Tortoise and the Hare, and Us

Better late than never!

It is a cliche, somewhat overused, but there's a tremendous amount of truth in that phrase.

Anyway, On September 3rd, I ran the Tortoise and the Hare 10K with my running bestie, Jaimee.


And then, I forgot to write about it.

Yes, yes. I know. Shame on me!!!

We've run this race before and enjoyed the fact that it was a 10K, a trail race, and an overall unique experience, so we signed up for it again this year.

Flashback to September 2015

I'm glad we did it again. It was long and the course was hard, but that's what makes running this race so rewarding.

Just like life, right?

Get ready for another cliche: the best things in life aren't free.

Truly though, it's after those hard times when you can look back in retrospect and say, "I came through that alright." Or even better, "I came through that a stronger individual."

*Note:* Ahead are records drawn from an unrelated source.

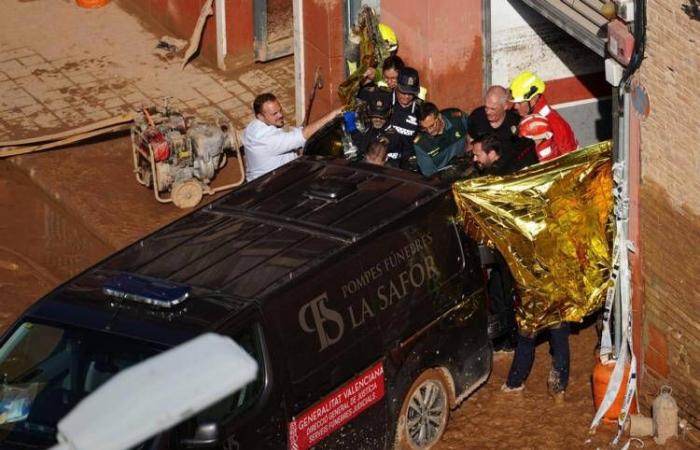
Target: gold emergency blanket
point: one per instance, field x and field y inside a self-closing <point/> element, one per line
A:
<point x="553" y="224"/>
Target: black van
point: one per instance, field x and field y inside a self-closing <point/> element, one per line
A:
<point x="351" y="285"/>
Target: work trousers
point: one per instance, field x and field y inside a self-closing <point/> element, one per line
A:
<point x="525" y="356"/>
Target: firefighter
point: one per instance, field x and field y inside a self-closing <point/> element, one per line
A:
<point x="527" y="95"/>
<point x="379" y="112"/>
<point x="537" y="129"/>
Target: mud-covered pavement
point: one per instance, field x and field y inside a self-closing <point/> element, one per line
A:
<point x="53" y="231"/>
<point x="65" y="210"/>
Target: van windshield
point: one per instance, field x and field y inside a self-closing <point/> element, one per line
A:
<point x="45" y="370"/>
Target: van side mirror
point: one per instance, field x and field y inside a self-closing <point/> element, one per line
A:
<point x="205" y="436"/>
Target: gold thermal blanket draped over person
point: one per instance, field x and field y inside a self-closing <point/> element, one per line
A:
<point x="553" y="223"/>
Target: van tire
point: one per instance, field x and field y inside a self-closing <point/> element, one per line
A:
<point x="424" y="412"/>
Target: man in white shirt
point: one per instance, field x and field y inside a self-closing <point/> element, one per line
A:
<point x="267" y="144"/>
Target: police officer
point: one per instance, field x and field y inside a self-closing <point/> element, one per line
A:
<point x="405" y="103"/>
<point x="441" y="138"/>
<point x="379" y="112"/>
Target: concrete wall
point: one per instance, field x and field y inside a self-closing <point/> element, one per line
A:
<point x="442" y="39"/>
<point x="323" y="48"/>
<point x="522" y="39"/>
<point x="670" y="208"/>
<point x="179" y="18"/>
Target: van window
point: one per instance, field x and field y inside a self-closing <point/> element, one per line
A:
<point x="251" y="341"/>
<point x="45" y="370"/>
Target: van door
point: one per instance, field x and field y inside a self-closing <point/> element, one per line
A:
<point x="253" y="417"/>
<point x="336" y="393"/>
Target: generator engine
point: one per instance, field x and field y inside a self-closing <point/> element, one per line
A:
<point x="179" y="155"/>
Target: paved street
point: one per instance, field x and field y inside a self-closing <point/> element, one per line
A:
<point x="62" y="66"/>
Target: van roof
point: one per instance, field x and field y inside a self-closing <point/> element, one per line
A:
<point x="254" y="240"/>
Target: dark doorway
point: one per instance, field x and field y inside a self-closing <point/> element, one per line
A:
<point x="274" y="29"/>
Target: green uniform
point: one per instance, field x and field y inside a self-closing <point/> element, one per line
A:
<point x="435" y="152"/>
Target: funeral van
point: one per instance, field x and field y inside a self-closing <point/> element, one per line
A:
<point x="350" y="284"/>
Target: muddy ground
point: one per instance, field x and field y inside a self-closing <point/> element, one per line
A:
<point x="43" y="242"/>
<point x="65" y="210"/>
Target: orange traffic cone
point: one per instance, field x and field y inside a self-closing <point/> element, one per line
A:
<point x="601" y="378"/>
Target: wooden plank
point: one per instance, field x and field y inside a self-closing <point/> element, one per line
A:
<point x="66" y="134"/>
<point x="15" y="151"/>
<point x="197" y="33"/>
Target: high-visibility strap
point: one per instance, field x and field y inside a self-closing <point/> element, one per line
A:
<point x="621" y="287"/>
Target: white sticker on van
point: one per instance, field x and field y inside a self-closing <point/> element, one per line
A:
<point x="340" y="407"/>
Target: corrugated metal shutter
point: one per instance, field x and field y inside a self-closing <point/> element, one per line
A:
<point x="579" y="18"/>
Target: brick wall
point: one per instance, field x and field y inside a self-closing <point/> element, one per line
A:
<point x="670" y="207"/>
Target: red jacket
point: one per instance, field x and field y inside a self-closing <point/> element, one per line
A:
<point x="564" y="140"/>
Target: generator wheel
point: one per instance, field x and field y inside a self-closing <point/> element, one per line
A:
<point x="186" y="194"/>
<point x="424" y="412"/>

Those are the best of times; those are the most fruitful and fulfilling of times. 

Sorry. I can't seem to help myself tonight.

I've been talking about this with my students lately. No. Not how to utilize cliches and formulate puns. We have been talking about how our identity can be shaped by our circumstances for better or for worse. The choice is really up to us. 

As Lou Holtz once said, "Life is ten percent what happens to you and ninety percent how you react to it."

Like when you find yourself running a race you didn't train for, but you run it anyway, throwing every ounce of energy you have into it while striving to maintain a smile on your face. #likeaboss


It's just like when the tortoise ran against the hare. Yes, that timeless tale. No one expected the tortoise to win. He would surely be defeated. Deflated. Destroyed.

But he "ran" that race. The best he could. And then he won it.

Now, allow me to switch gears and change my tone to make an important connection: It's just like those who have suffered the loss of a child.

Pregnancy and Infant Loss Awareness Month (October) is soon to be upon us, and this idea that our tragic circumstances can be used for good is truly exemplified in the lives of those parents who have lost a child and yet work tirelessly in that child's name to bring beauty from ashes.

If you haven't seen NBC's new hit show "This is Us," you need to see it. *Spoiler Alert!* In the very first episode, a father and mother lose one of their triplets, and the doctor, in an effort to comfort the grieving father, talks about when he and his wife lost their first child. He explains how it inspired him to become an obstetrician - with the hope of saving the lives of other babies. He admonishes the father to do this: to find a way to take the worst this life can give an individual and make it into the best.

I've put the clip below. Please watch it. Be inspired. And whatever life throws at you, just keep running even though it seems as if everything is working against you. If you do that, you can't lose. Just ask the tortoise.